Thursday, September 8, 2016

The One Minute Rule

It's not a rule exactly. When I was an undergraduate and had a spare hour and didn't need to rush to a practice room to frantically learn a part, I would go to the listening library--all LPs back then--and pick out a stack of records. Now, of course, I didn't have time to listen to more than one or two of them. So I got in the habit of listening to the first minute and if nothing grabbed me, then I would take it off and put on the next one. This is how I discovered Drumming by Steve Reich. I was reminded of this by reading how one reader uses the same rule about the first sentence in deciding whether to read escapist fiction--if the first sentence doesn't grab her, she just moves on. Now classical music is not escapist fiction, but if you want to survey a whole area of repertoire that you are unfamiliar with, this isn't a bad way to start. In fact, I think I did exactly this with some British composers way back.

So let's pick some YouTube clips and listen to the first minute and see if it grabs us.

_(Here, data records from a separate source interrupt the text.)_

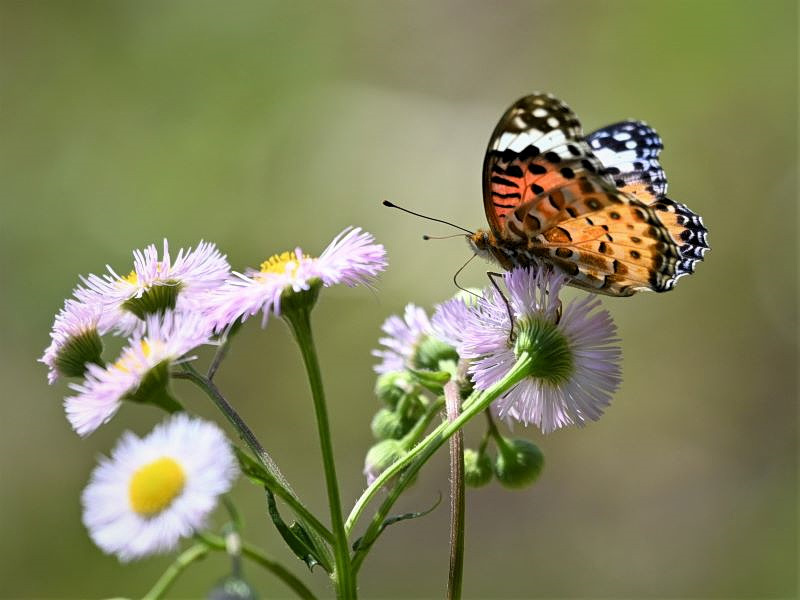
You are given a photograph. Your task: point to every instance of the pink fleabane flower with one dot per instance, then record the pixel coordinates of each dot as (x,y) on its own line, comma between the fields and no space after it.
(576,362)
(352,258)
(155,285)
(403,335)
(75,340)
(145,360)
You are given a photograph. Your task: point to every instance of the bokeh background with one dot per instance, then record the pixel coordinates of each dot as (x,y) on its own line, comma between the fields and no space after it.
(264,125)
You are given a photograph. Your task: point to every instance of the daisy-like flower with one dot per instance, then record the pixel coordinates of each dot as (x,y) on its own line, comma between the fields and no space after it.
(141,373)
(75,341)
(402,338)
(576,362)
(155,490)
(155,285)
(411,343)
(352,258)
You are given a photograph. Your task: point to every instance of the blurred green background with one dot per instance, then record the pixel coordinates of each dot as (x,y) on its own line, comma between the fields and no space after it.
(262,126)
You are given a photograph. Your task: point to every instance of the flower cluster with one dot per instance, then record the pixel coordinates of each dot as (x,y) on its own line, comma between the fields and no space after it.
(478,338)
(575,367)
(161,488)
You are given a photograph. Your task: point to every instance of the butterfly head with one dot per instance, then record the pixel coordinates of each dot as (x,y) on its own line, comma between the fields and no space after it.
(484,244)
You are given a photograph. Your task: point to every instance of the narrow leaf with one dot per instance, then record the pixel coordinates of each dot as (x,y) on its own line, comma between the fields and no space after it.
(357,545)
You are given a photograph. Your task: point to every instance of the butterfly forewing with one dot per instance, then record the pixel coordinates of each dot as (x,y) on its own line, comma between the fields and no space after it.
(592,207)
(538,145)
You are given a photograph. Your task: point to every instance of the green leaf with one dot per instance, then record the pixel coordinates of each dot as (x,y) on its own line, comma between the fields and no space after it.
(432,380)
(295,536)
(358,544)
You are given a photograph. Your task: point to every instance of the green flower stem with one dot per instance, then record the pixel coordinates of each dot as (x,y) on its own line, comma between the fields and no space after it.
(219,356)
(456,572)
(180,564)
(257,556)
(299,320)
(278,486)
(411,463)
(420,426)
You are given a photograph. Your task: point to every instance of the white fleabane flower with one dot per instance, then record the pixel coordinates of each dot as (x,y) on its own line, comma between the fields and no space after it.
(75,341)
(352,258)
(155,490)
(140,371)
(575,367)
(155,285)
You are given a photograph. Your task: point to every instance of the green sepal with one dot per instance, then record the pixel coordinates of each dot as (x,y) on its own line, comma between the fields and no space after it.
(518,464)
(431,352)
(156,299)
(392,387)
(77,352)
(304,300)
(553,360)
(154,389)
(357,545)
(433,381)
(387,424)
(232,587)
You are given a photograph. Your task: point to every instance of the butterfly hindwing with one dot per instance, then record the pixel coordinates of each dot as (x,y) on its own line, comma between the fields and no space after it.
(591,207)
(629,153)
(605,240)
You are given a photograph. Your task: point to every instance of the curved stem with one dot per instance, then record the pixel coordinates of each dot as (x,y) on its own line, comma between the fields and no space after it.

What unfamiliar repertoire shall we take up? How about the polka?

Here is my methodology: go to YouTube and type in "polka" followed by a single letter. I started with "a". Your milage may vary because I was doing it within Blogger Dashboard. This is the first thing that came up:


That's a Finnish a cappella vocal quartet singing a polka. Actually, not too bad, but by the one minute mark you have probably heard all of the musical material. So on to the next "polka" followed by the letter "b":


That is the Polka in B flat major by Antonín Dvořák that somehow manages to make 2/4 meter sound oddly like something else from time to time.

Ok, now "polka" followed by "c":


Now that's my kind of polka! Meaning that it sounds a lot like polkas I have heard in the past. This is the Polka in C for Two Harps by Jacques Press, performed by Christina Braga, Elizabeth Volpé Bligh, Gianetta Baril, Judy Loman and Ricardo Medeiros on August 3, 2012 at the Canadian International Summer Harp Institute (CISHI), Pyatt Hall, VSO School of Music. That stands for "Vancouver Symphony Orchestra School of Music."

Onward! Now "polka" followed by "d":


This is a French polka: "C'est une polka de l 'Aveyron.
C'est l'une des danses présentées par Lo Reviscol de Saint-Nauphary, à la Fête des danses de Montauban, le 6 octobre 2013." Montaubon is in the Somme in northern France.

How about "polka" followed by "e":


That was Lady Barbara e Chicco who are apparently Italian. The piece is "la polka delle fise."

Let's just do one more: "polka" followed by "f":


This is the Vilna Polka in F by Millenia who are, apparently an "Edmonton Ukranian Folk and Party Band."

Polka is pretty big in Canada.

So there you have it, a survey of the polka in under ten minutes from YouTube, the greatest resource in music education ever.

One of the nice things about polka performances is that there is almost no danger of anyone twerking!